Her Ways and Means:
Female Protagonists in the Arts and Science Contexts

Her Ways and Means: Female Protagonists in the Arts and Science Contexts is a series of conversations organised by Satellite Berlin, and which explores the relationship between art and science. Her ways… invites outstanding women artists who have been working at the intersection of art and science, to talk about their interest in science and in blurring the lines between disciplines, their experiences of working with scientists and researchers, and how their practices have been influenced by scientific methodologies. Invited guests include: Liliane Lijn, A K Dolven, Agnes Meyer Brandis, Patricia Coates and Lucy Palustris, Klara Hobza, Katrin von Lehman, Juliane Laitzsch, Eva Maria Schön, Amber Stucke.

For this first event, artist Liliane Lijn will be in conversation with artist and professor Humberto Vélez.

With collaboration at its core,SATELLITE BERLINtraces migratory thinking in contemporary culture, marking synergy, process and outcome. We get involved in art that engages with the sciences and humanities – from inception to event, exhibition and publication. Art becomes a language to convey the results of today’s agile thinkers at the forefront of scientific, social and political research.Our goal is to bundle competence, exchange knowledge and foster a disposition of open attitude towards forming transdiciplinary collaborations.

Liliane Lijn is a pioneer in connecting art, science and technology. She was born in new York in 1939, but has lived in London since 1966. Lijn was the first woman artist to work with kinetic text (Poem Machines), exploring both light and text as early as 1962. Utilising highly original combinations of industrial materials and artistic processes, Lijn merged art, science, technology, eastern philosophy and female mythology. In conversation with Fluxus artist and writer, Charles Dreyfus, Lijn stated that she primarily chose to ‘see the world in terms of light and energy’. Lijn describes her work as ‘A constant dialogue between opposites, my sculptures use light and motion to transform themselves from solid to void, opaque to transparent, formal to organic.’ She has worked closely with NASA scientists on varies projects.
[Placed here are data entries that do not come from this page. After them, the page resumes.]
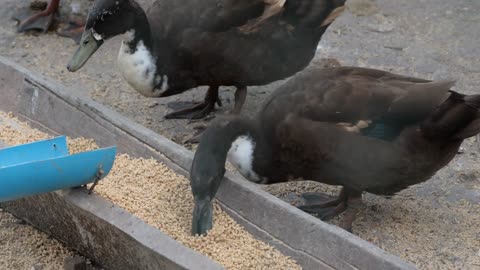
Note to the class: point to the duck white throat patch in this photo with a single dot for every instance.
(240, 155)
(139, 68)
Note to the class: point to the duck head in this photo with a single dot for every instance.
(225, 136)
(106, 19)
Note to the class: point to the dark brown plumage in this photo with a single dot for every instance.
(216, 43)
(363, 129)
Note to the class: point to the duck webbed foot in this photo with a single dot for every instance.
(197, 110)
(74, 30)
(31, 18)
(326, 209)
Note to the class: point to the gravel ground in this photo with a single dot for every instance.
(435, 224)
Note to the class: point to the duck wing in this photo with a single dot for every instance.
(360, 99)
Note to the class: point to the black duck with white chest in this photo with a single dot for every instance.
(362, 129)
(179, 45)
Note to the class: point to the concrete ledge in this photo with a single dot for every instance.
(313, 243)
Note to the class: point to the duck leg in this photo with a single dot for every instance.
(199, 110)
(240, 96)
(30, 20)
(348, 202)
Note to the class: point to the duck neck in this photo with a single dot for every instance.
(239, 140)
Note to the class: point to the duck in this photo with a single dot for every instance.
(363, 129)
(40, 16)
(179, 45)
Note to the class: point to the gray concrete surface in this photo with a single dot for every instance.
(313, 243)
(432, 224)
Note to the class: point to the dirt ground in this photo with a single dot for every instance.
(433, 225)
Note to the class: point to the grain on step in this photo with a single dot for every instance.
(154, 193)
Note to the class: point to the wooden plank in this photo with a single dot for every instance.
(315, 244)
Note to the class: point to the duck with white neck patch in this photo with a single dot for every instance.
(362, 129)
(179, 45)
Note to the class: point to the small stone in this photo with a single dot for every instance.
(75, 263)
(382, 25)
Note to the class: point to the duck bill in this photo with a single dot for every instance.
(88, 46)
(202, 217)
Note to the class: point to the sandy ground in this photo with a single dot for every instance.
(435, 224)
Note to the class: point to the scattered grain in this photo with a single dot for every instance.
(151, 191)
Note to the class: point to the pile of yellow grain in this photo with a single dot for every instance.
(151, 191)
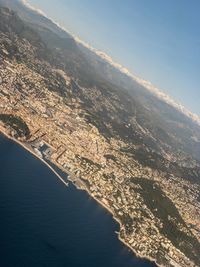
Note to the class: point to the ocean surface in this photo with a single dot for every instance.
(46, 224)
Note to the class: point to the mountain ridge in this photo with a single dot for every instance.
(147, 84)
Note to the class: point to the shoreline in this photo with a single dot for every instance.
(108, 209)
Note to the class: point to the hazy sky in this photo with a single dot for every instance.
(157, 40)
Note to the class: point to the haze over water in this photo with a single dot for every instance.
(45, 224)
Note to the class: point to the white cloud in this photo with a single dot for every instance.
(154, 90)
(39, 11)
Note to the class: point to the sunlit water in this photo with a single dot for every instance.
(46, 224)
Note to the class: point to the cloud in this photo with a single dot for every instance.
(39, 11)
(150, 87)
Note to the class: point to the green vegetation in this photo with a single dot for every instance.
(174, 227)
(16, 123)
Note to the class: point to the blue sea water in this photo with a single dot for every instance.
(45, 224)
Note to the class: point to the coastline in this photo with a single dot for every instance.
(3, 132)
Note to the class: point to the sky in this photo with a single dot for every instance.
(156, 40)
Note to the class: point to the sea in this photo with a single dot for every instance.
(43, 223)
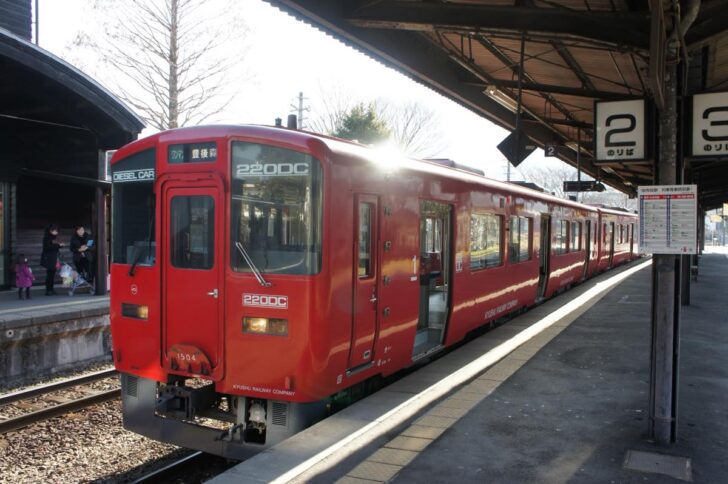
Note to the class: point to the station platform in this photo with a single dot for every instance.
(559, 394)
(48, 334)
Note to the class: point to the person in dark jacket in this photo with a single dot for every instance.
(23, 276)
(81, 252)
(49, 256)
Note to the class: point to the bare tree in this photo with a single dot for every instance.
(172, 60)
(550, 179)
(330, 109)
(413, 127)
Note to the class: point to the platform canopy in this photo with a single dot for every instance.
(55, 119)
(575, 53)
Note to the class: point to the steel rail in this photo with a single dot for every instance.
(173, 469)
(21, 421)
(51, 387)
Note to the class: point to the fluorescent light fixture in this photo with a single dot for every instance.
(501, 98)
(574, 146)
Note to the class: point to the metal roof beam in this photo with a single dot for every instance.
(565, 54)
(552, 89)
(619, 28)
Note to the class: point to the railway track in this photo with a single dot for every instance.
(58, 409)
(194, 467)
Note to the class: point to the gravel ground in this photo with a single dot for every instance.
(62, 375)
(87, 446)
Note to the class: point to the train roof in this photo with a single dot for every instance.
(301, 139)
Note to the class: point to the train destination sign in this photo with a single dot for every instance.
(621, 128)
(192, 152)
(710, 124)
(668, 219)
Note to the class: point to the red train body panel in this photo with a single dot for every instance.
(380, 262)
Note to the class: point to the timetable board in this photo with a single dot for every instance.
(668, 219)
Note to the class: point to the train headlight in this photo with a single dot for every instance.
(272, 326)
(135, 311)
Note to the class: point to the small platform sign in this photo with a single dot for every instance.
(668, 219)
(621, 131)
(710, 124)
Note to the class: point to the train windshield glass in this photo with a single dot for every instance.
(276, 210)
(132, 209)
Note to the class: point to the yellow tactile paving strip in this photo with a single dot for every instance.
(384, 464)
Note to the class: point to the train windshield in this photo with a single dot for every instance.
(132, 209)
(275, 210)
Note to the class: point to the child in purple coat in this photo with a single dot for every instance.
(23, 276)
Humberto Vélez, born in Panama in 1965 works and lives between Manchester (UK) and Panama. He has a Law and Political Sciences degree from the University of Panama. As an artist, art professor, independent filmmaker, and art producer, Vélez uses performance, film, installation, or photography as media for his creative processes. His interest lays is to explore the Aesthetics of Collaboration by working in collaboration with different people and communities in different countries and cultures. In 2011 he co-founded VISITING MINDS, an international forum based in Panama, devoted to art and education. Vélez has had solo performance shows at TATE Modern in London, Centre Pompidou in Paris and the Art Gallery of Ontario (AGO), a,.o., and participated in international art events, such as the Venice (2013 and 2015), Havana (2004, 2012 and 2015), Shanghai, Montevideo (2012 and 2014), Ireland and Liverpool Biennials, among others, and in many group shows. He created the farewell art event for Cornerhouse, Manchester, in 2015.